I had a job similar to that at a similar places (actually places), but I ended up leaving because I was a one man team and got burnt out. Writing software for scientific purposes and true R&D is very fun and interesting, and I think there is a lot of untapped potential for doing some interesting things there. But there is a balance between the wild west, then what your first described, and then what you later described. Keeping things organized enough to not be chaos but loose enough to not get siloed.
For example, the Broad Institute is super interesting, but having applied there several times, they are esoteric, to say the least, in their hiring. They pay well below market, and their process is opaque and slow and sometimes downright non-communicative. They are also not really open to remote work, so you gotta move there and commute to the heart of Cambridge. Budgets are set by folks maybe a couple years out of a PhD program, who will also make technical decisions in terms of the software design (the latter an assumption given my experience in similar places).

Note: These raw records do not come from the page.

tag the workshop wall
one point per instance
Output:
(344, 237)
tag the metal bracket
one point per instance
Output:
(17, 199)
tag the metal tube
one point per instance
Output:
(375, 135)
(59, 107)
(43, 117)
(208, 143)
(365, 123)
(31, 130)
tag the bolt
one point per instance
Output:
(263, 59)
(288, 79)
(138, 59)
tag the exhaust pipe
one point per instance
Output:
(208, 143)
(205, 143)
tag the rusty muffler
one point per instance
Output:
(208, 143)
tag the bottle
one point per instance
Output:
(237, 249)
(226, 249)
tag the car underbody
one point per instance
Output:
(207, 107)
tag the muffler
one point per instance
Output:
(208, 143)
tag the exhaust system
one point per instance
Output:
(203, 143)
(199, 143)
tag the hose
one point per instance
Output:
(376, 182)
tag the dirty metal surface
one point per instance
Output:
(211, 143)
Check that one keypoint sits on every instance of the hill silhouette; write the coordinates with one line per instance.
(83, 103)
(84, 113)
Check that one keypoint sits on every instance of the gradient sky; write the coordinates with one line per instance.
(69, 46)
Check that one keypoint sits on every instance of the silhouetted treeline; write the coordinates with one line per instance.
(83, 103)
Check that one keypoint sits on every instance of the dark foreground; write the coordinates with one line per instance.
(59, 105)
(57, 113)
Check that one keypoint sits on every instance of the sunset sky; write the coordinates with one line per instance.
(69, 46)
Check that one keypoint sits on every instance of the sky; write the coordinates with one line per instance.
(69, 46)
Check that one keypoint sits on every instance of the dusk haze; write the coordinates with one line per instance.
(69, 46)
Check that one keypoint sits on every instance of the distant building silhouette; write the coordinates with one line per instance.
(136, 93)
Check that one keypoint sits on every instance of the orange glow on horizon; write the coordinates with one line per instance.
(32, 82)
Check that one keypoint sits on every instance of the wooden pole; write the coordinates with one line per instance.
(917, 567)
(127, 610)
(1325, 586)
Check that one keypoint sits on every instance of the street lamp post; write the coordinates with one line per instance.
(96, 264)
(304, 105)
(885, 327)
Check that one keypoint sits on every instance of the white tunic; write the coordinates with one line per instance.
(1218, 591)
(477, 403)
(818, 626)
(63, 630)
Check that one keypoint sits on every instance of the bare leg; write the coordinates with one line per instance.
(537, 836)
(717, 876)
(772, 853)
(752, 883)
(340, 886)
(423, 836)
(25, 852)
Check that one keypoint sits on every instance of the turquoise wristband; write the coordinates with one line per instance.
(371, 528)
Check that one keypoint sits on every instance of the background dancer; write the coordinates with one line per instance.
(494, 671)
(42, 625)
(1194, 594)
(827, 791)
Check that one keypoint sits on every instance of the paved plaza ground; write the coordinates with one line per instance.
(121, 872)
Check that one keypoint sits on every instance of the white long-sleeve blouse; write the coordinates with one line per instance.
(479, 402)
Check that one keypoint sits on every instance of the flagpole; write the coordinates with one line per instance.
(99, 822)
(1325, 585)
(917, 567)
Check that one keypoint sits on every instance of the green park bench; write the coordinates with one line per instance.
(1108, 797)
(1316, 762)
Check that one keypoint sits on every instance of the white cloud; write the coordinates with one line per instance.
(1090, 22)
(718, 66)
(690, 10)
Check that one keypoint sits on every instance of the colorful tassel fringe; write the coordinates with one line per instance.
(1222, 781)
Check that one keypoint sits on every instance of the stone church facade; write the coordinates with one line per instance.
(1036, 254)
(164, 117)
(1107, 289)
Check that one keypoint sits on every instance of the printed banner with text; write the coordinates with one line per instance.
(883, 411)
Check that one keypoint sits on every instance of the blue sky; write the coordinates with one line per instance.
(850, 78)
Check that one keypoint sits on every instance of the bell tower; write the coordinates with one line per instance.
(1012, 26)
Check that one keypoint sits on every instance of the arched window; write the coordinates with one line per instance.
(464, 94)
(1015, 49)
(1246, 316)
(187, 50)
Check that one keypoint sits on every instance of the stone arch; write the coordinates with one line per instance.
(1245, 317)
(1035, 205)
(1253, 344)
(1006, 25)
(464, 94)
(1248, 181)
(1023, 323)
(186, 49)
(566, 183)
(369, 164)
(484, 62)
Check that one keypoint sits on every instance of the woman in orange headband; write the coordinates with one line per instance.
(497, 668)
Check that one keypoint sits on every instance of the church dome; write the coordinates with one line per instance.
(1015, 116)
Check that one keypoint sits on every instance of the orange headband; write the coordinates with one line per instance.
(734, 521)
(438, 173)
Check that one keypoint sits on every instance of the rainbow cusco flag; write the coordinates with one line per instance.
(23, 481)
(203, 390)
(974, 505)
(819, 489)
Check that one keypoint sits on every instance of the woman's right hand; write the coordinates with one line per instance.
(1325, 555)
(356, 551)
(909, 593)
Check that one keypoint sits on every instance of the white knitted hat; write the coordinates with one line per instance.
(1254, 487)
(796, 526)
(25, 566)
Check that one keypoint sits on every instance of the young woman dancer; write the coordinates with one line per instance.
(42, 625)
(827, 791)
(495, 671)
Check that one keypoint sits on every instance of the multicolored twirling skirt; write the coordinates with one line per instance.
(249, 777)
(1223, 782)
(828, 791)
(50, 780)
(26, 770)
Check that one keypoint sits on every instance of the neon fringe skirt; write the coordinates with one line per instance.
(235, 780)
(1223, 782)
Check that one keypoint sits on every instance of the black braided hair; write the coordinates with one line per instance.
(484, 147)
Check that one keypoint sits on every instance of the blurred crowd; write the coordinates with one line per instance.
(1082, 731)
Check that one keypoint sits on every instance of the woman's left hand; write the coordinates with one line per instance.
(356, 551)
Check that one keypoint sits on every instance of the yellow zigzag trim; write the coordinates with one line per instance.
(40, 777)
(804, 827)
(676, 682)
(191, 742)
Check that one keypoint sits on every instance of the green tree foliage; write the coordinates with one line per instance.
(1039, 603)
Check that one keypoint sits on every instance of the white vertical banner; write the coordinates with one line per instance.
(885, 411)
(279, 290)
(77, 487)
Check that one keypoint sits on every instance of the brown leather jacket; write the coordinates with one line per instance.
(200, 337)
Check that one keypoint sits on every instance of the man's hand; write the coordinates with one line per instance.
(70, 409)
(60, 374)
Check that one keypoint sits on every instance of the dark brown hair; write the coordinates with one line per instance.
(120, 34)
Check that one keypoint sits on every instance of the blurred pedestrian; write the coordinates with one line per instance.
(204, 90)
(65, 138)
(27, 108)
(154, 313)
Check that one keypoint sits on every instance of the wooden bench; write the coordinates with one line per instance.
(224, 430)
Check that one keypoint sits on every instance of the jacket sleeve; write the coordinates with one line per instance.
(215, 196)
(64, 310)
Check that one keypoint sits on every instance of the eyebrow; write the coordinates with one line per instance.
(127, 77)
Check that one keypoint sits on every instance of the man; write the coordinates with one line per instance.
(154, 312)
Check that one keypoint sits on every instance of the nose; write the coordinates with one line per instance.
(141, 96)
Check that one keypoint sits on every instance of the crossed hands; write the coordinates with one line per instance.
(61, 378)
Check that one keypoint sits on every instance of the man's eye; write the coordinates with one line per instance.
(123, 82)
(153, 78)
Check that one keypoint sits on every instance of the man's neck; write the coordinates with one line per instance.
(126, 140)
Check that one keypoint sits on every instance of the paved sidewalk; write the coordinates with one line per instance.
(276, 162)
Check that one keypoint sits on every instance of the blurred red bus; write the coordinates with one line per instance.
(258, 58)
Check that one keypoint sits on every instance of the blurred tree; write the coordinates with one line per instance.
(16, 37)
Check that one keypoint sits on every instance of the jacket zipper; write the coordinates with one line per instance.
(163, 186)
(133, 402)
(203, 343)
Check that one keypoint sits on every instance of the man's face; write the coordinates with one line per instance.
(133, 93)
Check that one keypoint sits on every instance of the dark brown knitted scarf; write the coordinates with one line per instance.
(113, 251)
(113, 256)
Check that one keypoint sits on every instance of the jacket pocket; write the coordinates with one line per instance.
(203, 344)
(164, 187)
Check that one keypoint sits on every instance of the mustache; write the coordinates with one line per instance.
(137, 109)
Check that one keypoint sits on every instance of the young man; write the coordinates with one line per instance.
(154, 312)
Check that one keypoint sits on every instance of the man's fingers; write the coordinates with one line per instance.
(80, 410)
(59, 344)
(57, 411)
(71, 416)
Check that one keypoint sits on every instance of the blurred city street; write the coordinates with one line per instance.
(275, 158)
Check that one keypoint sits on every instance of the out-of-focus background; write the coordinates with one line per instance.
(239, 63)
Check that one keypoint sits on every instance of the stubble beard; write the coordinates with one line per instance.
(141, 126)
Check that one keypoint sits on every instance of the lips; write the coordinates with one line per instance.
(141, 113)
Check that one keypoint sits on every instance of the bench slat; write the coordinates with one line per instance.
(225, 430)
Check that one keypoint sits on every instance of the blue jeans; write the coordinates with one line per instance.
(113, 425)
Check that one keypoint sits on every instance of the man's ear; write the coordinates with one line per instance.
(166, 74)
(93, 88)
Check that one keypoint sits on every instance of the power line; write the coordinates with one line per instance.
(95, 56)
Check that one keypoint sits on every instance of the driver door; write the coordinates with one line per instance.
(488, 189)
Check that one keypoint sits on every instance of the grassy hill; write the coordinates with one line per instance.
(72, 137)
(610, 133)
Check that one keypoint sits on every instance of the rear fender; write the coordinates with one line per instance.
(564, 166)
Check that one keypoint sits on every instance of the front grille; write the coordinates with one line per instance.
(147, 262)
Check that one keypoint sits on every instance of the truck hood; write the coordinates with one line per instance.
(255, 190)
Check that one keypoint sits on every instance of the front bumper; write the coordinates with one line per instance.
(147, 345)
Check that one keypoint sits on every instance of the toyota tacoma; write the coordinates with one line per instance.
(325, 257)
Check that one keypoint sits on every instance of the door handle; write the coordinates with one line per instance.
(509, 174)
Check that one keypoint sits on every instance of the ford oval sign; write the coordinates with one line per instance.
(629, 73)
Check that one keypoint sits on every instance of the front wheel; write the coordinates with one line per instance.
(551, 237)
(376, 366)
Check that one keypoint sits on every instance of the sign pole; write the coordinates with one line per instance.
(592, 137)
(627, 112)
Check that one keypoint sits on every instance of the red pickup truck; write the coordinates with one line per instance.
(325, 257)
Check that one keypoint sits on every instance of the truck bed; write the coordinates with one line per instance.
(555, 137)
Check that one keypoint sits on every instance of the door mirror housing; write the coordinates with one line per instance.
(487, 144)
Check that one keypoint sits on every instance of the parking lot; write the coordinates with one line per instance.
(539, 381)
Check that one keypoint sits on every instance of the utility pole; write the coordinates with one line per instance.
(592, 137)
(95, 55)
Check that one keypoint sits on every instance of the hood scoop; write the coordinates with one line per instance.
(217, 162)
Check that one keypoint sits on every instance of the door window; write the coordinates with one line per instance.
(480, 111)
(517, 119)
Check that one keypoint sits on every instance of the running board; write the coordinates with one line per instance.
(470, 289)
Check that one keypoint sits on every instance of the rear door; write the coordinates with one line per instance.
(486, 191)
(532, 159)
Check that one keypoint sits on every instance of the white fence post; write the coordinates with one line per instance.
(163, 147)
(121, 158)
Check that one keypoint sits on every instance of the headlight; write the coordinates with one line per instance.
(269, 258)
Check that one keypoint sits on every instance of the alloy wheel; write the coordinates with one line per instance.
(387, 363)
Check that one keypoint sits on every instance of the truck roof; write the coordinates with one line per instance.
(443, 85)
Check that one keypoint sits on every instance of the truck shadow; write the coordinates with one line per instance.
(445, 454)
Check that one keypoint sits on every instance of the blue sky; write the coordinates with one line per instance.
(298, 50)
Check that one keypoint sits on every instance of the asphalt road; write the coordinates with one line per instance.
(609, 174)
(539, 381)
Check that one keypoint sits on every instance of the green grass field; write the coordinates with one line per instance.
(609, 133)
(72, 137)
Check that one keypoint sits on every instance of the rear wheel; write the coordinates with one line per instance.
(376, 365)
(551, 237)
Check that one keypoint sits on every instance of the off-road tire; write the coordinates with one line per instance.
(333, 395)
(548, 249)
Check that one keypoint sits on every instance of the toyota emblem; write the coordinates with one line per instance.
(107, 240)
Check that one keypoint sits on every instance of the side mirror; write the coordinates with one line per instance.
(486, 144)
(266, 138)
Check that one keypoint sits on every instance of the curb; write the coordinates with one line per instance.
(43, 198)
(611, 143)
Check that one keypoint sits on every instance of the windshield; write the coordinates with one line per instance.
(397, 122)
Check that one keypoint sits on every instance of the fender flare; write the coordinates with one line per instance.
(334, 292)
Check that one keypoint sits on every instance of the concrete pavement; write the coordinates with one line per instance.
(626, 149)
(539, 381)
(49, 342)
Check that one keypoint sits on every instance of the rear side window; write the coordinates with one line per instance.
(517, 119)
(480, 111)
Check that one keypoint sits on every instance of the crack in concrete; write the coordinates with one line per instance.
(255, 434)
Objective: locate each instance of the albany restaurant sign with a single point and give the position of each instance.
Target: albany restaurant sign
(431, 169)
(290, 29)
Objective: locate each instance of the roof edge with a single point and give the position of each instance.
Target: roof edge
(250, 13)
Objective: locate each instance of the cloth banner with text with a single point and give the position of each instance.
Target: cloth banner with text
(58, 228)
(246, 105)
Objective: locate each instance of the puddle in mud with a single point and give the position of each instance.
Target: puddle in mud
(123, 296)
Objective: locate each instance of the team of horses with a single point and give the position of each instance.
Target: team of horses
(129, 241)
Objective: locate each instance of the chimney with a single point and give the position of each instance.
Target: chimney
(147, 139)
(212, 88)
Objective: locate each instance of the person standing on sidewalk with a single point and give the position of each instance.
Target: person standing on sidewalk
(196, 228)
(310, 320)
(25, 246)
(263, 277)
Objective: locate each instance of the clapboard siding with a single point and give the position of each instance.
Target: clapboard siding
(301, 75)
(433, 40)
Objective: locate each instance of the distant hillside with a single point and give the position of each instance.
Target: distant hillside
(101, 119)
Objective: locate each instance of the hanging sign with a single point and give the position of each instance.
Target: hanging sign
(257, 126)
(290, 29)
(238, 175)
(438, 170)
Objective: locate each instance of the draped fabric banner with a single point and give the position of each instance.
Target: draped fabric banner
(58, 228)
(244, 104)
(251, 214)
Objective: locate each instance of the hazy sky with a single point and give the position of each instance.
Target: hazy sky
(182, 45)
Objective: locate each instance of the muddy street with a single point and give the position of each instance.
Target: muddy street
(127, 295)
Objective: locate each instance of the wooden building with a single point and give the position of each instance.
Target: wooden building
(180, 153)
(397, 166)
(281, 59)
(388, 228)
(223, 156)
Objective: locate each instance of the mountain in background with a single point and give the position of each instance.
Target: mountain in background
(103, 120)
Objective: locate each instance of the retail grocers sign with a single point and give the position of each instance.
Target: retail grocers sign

These organizations are also pretty traditional in their selection of stacks. Good luck trying to use a functional-first language, aside from maybe Scala (usually lots of Java stacks), and be prepared to write lots of Python, the only language that exists to many scientists. I once saw a Python signature (function name and arguments) spill over 10-20 lines, in a file over 10,000 lines long. They had given up on another software stack because “it wasn’t working for them”.
This is all painting with broad strokes, of course. But I think scientific organizations that would embrace software as a major component of their technological and scientific development would do well. There’s a lot of opportunity.
While they've moved away from it in the last few years, the Broad Institute had a huge investment in Scala. It's been in use there since at least 2010 and I believe longer. The primary software department was almost entirely Scala based for several years. That same department had pockets of Clojure as well.
This is an oversimplification but IMO the easiest way of picturing it is instead thinking of defining your graph as a forward moving thing w/ the orchestrator telling things they can be run you shift to defining your graph nodes to know their dependencies and they let the orchestrator know when they're runnable.